2.14.2014

intricate.







sometimes I think that we over-simply things.

we want everything to be quick & now,
and that impatience can spill over
from work and deadlines and such,
into our relationships.

it's so detrimental that I get tongue-tied thinking of it.
it sounds dramatic.

but I know that the way that we speak has such an amazing effect,
and most of the time we barely have a clue what we're saying.

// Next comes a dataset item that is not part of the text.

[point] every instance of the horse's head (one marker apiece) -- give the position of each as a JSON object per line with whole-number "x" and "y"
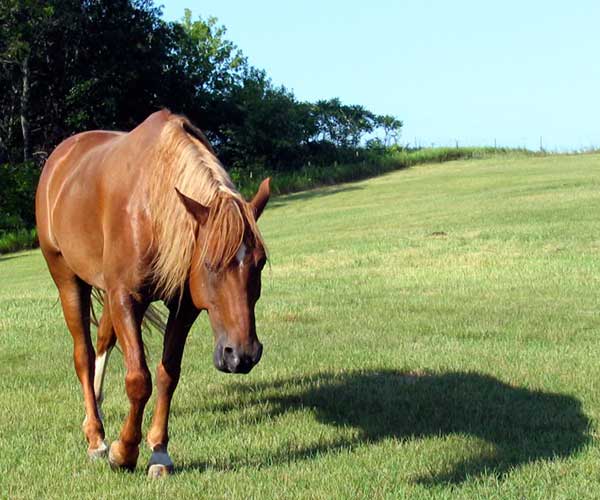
{"x": 225, "y": 275}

we'll tell a friend that we like/don't like something they did.
we'll say so flippantly,
so carelessly,
and the next moment we'll forget we said it.

fast forward,
this friend has dwelt on that word for weeks and things blow up for them in an unfathomable way.

it's ridiculous,
words shouldn't be so effective,
so often.
but they are,
that's the fact,
and we have to deal with it.

we have to deal with the fact that  we need to think,
really think about all the things that we're saying,
or want to say,
to someone.


the thing is,
if we don't do this,
we turn into careless crazies who always think they're right.
never feel the need to check themselves
and ask if what they're saying really needs to be said.

and that's the intricate,
detailed,
ridiculously elaborate part of it all.
that we have to make time,
to take time,
to make sure we're being uplifting.
it can take one silly comment
to ruin someone's life.

you're held accountable for that,
whether you want to believe it or not,
you are.
and it's sad and its hurtful,
but that thought always makes me want to be more thoughtful,
all the time.

"a gentle tongue is a tree of life,
but perverseness in it breaks the spirit"
Proverbs 15:4





2.08.2014

the unassuming.




I try to imagine a world where I'm constantly
and only inspired by God.
It's difficult to even comprehend,
with so many pictures and quotes and all sorts of things
thrown my way each and every day,

Imagining a life where I didn't have all these interactions
(superficial or not), but was inspired daily by pure Truth.
It might not look as pretty,
or feel as special,
or be easily interpreted.

It might not be like a fire-cracker everyday,
it may take more time.

But when it does happen,
its more...real
more full
and more packed with meaning.






The unassuming isn't as easy to find.
It's hidden,
it requires digging,
time and effort.

In a world where time and effort are nonexistent,
the unassuming is even more rare,
more ready to be seen and hunted for.

If that means saying "no" to the silly babbles thrown my way, then I'll do it.
I'm done with inspiration for inspiration's sake,
for "finding things" just to make sure I'm in line with the rest,
that I know what's up.
It's meaningless and fruitless and only makes me more like everyone else than I was before.

So now the tough part is the fight,
the fight to not fall into easy, comforting categories
where I'm fed by pictures and sentences.

It's time to fall back in with the True Source of all that is creative and good and pure.